First, it was the Oct. 22 Washington Post, with a profile by Ceci Connolly that painted the Maine Republican as a crucial vote in deciding the fate of health-care reform, an assertion that owes at least as much to opinion as fact. The article is notable for the complete lack of voices critical of Collins and her fence-straddling on the issue, even though those less than enchanted with the senator have made their opinions known on numerous political Web sites, both right-wing and left-wing.
Well, what can you expect from people from away. Surely, reporters and editors back home wouldn’t be so easily sucked in.
The Bangor Daily News devoted much of its front page on Oct. 23 to reprinting the Post piece, including the phrase describing Maine as “a quirky, sparsely populated state with outsize political influence.”
On Oct. 25, the Maine Sunday Telegram apparently decided the Post hadn’t been gushy enough. It did its own story, by staff writer Matt Wickenheiser, that incorporated some of the Post’s material, but added another round of fawning interviews – again, without a single critical opinion.
Collins has a great work ethic, we’re told, because of her background growing up in northern Maine. She has an excellent resume, and she’s beloved not only by members of the GOP, but by Democrats and independents. So much so, apparently, that no one could be located who took a less positive view.
This isn’t journalism. It’s public relations.

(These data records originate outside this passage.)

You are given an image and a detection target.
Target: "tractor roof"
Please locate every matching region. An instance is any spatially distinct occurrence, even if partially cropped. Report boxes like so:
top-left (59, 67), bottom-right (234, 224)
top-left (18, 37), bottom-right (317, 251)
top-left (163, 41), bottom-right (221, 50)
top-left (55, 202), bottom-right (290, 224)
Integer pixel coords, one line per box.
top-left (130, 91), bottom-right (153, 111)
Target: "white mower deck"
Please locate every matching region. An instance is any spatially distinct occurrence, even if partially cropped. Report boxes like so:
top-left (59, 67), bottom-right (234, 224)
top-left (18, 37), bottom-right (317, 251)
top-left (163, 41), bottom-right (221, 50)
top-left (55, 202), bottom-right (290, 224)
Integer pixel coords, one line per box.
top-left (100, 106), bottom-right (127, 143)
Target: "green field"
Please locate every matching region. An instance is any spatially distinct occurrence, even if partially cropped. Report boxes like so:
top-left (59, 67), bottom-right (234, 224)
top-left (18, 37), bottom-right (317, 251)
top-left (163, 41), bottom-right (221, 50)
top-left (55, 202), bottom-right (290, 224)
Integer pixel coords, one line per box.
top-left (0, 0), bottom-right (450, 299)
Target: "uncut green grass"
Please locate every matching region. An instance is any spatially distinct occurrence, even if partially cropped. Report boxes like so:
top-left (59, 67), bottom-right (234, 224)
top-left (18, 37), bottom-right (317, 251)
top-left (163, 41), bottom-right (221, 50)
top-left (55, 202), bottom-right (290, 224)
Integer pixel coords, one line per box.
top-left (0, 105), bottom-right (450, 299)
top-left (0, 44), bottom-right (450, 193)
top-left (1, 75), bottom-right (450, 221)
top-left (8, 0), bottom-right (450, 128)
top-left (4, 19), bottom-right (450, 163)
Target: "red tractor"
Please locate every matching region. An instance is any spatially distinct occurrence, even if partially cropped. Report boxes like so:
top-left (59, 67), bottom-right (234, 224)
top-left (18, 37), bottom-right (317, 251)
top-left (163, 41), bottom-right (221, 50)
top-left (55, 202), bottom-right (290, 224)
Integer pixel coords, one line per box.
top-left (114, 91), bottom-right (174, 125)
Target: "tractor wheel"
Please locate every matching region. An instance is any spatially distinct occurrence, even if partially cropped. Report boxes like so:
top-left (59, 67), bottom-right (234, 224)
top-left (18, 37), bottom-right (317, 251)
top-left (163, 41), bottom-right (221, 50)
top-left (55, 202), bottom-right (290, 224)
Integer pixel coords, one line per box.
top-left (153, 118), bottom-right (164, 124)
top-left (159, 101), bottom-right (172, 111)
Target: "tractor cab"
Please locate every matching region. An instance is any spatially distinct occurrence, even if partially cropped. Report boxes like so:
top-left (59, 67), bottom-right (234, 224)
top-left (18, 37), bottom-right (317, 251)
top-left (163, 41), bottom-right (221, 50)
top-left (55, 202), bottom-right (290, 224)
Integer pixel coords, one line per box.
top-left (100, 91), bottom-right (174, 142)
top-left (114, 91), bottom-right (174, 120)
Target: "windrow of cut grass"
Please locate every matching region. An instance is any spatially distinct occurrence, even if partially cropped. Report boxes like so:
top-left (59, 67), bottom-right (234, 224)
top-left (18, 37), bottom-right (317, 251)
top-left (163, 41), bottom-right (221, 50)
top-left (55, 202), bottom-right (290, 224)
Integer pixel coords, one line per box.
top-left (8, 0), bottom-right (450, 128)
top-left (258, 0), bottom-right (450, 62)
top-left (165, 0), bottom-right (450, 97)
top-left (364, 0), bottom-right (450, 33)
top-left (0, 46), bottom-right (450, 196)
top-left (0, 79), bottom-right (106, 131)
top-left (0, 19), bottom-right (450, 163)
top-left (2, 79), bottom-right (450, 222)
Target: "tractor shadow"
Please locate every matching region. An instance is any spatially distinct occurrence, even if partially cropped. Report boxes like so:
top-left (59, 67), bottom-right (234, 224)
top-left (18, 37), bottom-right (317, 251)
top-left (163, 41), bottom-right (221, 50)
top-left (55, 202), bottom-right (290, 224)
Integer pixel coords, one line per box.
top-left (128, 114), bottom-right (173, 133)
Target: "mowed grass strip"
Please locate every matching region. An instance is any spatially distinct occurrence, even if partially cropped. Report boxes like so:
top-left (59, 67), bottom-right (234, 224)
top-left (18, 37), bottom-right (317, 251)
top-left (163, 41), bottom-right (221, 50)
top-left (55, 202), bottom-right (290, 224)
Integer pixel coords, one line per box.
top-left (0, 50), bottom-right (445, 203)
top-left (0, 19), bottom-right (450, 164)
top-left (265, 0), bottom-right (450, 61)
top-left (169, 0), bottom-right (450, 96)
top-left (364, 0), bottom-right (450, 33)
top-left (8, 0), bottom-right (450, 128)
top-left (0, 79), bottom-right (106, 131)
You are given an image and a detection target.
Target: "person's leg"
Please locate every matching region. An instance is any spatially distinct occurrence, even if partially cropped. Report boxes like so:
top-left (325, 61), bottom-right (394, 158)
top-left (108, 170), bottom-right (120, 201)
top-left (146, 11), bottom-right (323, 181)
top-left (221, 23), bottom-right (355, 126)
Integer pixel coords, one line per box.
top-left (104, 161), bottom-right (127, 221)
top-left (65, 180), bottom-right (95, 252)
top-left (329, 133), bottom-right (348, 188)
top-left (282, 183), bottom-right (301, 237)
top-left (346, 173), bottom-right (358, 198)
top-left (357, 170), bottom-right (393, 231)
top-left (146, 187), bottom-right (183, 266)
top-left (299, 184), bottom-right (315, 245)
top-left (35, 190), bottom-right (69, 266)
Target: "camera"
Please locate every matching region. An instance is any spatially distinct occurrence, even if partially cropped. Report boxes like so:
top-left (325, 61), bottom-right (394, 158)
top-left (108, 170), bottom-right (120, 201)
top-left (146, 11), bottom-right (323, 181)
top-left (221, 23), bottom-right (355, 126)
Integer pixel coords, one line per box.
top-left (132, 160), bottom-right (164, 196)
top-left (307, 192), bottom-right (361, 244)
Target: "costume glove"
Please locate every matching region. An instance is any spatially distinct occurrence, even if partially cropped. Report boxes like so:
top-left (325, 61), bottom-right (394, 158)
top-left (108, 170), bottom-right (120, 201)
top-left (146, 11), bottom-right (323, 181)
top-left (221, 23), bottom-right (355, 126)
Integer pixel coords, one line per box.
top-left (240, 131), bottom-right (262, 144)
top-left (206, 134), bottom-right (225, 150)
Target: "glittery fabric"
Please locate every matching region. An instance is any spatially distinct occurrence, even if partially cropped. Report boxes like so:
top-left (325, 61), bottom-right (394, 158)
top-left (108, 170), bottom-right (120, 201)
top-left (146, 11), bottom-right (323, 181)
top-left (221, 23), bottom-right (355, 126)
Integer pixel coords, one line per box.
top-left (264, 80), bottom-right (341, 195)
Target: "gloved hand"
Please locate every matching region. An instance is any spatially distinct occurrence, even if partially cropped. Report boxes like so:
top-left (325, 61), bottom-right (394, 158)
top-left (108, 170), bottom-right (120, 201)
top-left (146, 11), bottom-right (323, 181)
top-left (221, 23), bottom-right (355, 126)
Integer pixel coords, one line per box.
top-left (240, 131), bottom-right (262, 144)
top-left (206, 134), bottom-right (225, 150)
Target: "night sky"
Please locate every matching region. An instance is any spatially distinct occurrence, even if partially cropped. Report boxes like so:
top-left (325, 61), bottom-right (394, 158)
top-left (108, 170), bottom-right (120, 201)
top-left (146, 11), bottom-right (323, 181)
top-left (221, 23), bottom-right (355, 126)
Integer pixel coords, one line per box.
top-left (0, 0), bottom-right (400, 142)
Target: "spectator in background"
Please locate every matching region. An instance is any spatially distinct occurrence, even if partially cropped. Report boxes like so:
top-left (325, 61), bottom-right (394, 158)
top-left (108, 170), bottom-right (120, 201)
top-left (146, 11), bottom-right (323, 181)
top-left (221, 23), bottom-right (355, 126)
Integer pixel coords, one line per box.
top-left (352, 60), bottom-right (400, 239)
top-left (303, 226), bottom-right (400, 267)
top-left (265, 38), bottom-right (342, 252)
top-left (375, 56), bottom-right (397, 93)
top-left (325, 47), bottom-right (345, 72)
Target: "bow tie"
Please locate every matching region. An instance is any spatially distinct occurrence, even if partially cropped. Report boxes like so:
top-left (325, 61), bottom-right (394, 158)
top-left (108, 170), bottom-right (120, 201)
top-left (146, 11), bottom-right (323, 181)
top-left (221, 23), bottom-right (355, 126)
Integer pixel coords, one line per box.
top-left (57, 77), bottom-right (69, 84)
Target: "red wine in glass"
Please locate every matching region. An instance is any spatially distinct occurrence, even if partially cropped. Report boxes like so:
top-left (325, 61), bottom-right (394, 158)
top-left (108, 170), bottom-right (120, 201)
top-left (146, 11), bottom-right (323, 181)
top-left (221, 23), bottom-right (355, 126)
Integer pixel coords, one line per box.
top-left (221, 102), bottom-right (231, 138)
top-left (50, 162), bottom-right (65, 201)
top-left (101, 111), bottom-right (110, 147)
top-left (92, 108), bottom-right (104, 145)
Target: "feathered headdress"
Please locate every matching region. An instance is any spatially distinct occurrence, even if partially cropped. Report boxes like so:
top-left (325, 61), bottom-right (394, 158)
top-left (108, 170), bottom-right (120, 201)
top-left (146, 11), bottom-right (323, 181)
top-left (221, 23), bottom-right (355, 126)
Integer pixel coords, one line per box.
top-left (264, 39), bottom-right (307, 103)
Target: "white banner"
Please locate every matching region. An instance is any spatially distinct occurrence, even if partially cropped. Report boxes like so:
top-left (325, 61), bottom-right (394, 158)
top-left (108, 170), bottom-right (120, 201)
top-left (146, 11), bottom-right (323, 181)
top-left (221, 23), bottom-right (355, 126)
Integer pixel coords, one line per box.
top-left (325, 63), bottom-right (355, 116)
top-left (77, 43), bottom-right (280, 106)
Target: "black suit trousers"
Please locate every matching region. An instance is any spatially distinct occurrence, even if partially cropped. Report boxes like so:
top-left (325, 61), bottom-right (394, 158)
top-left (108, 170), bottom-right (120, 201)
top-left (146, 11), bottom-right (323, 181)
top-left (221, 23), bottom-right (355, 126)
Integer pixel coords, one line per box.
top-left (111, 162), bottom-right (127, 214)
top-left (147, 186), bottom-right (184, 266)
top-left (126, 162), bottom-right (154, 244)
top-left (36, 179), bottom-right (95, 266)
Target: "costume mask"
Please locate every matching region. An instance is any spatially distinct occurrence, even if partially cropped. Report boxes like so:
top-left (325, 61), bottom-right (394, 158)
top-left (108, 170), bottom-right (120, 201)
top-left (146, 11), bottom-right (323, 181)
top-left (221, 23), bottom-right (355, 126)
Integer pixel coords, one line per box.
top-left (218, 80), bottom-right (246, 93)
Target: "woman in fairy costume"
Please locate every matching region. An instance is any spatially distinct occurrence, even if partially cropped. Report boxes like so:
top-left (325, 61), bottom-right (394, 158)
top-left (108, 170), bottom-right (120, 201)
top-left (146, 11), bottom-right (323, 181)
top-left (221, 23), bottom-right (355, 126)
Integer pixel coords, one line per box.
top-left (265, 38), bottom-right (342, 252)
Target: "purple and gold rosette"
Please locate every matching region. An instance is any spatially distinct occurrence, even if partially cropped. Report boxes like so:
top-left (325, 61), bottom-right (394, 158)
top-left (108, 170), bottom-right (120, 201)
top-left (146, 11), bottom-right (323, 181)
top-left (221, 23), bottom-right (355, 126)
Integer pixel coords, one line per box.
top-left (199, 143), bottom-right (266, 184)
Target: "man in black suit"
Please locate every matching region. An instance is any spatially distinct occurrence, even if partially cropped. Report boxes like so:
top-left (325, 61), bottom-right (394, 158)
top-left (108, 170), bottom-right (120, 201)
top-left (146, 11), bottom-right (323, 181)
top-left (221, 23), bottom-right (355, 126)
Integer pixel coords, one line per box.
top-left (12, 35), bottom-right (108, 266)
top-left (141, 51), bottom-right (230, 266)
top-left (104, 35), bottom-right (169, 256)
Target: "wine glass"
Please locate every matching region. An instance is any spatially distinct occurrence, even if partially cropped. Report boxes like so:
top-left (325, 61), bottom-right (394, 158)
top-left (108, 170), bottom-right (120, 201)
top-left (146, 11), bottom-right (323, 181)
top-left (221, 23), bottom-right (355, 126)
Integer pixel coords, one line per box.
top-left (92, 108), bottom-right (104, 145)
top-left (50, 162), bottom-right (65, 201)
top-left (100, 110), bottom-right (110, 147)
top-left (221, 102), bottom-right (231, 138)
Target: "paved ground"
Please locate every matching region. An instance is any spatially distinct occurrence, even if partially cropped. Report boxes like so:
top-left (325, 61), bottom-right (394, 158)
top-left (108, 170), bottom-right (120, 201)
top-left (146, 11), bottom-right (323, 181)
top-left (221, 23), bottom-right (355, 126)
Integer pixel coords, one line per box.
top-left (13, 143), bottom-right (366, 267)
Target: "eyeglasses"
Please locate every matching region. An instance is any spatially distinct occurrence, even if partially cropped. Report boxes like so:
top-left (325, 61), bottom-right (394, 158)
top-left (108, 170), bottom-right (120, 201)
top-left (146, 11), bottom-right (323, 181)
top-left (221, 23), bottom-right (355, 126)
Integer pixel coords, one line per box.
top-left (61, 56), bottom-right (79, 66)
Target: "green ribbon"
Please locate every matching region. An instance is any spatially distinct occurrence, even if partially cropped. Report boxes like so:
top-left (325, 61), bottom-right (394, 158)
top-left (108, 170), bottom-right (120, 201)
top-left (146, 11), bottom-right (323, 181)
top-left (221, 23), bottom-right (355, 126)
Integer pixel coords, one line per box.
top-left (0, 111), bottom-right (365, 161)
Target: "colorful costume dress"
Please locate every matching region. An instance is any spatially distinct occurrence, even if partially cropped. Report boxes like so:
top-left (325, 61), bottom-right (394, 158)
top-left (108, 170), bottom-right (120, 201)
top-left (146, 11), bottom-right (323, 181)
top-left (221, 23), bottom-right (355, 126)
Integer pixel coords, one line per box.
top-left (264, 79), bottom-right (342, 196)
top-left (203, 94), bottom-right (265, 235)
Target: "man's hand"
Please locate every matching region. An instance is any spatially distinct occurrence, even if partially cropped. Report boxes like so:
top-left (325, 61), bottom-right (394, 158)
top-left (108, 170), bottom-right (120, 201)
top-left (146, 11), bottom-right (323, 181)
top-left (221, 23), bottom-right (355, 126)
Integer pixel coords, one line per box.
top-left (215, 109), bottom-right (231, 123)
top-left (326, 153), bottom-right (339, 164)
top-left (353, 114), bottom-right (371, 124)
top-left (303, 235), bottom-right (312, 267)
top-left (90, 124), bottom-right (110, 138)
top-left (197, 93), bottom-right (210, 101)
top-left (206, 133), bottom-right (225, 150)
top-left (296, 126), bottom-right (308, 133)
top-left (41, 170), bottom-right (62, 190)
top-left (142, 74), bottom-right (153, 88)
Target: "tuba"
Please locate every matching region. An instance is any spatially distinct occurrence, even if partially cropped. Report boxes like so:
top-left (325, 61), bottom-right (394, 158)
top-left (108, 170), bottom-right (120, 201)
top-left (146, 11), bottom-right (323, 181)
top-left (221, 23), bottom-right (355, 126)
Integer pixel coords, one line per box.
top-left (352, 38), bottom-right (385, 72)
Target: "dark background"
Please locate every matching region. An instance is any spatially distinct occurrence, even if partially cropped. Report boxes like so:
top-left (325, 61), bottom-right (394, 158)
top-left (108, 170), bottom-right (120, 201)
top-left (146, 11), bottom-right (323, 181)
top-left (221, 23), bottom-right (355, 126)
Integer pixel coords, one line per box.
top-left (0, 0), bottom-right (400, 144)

Kiss a cop: At least Collins doesn’t yet have a reporter specially assigned to polish her image. But the Portland Police Department seems to have one. Portland Press Herald staff writer David Hench has been devoting much of his time lately to making municipal law enforcement look good. Hench outdid himself on Oct. 26 with two articles, one on the front page and one on the front of the local section, touting the advances being made by the department.
His spin on the U.S. Department of Justice’s involvement in an ongoing dispute between the police and the local Sudanese community is not that it’s a sign that old allegations of civil rights violations by Portland cops still linger.
In 2002, those issues resulted in Justice sending a team to Portland to do a full-scale investigation. But Hench mentions that bit of history only briefly, preferring to paint the arrival of a DOJ mediator as an indication of progress in resolving conflicts.
His glowing piece on the department’s use of computer software to track crime takes up a lot of space, considering it doesn’t address reports of a spike in lawlessness in the city’s Parkside neighborhood. In fact, the story doesn’t contain reaction to the new program from any neighborhood representative, calling into question whether the enthusiasm for the technology exists anywhere outside police headquarters.
And in the Press Herald newsroom.
Opening up: WGME-TV, Channel 13 in Portland is trying something daring. The station is posting video of its morning news meetings, previously only available on Facebook, on its Web site.
Watching the reporters pitch stories, many of which will never make it on the air, isn’t much more interesting than watching C-SPAN during long roll calls, but Channel 13 deserves credit for putting this stuff out there and allowing the public to see how the sausage is made.
Twisted tale: CNN weighed in on Maine’s same-sex marriage debate on Oct. 25, but managed to set some sort of record for irrelevancies, errors, and omissions in a single story.
The Web site Augusta Insider did a fine job setting the record straight.
Off to the woods: The Maine Press Association’s e-mail newsletter is reporting that Travis Barrett, who covered outdoor recreation and motor sports for the Morning Sentinel and Kennebec Journal has quit to join the state Department of Inland Fisheries and Wildlife as public relations representative.
Adverb challenged: Headline on the Oct. 25 editorial in the Lewiston Sun Journal (which hasn’t been posted online):
“Collins should speak clearer on health care.”
Sun Journal should write gooder.
(Although, at least, the grammar-challenged paper gets points for bucking the senator’s publicity machine.)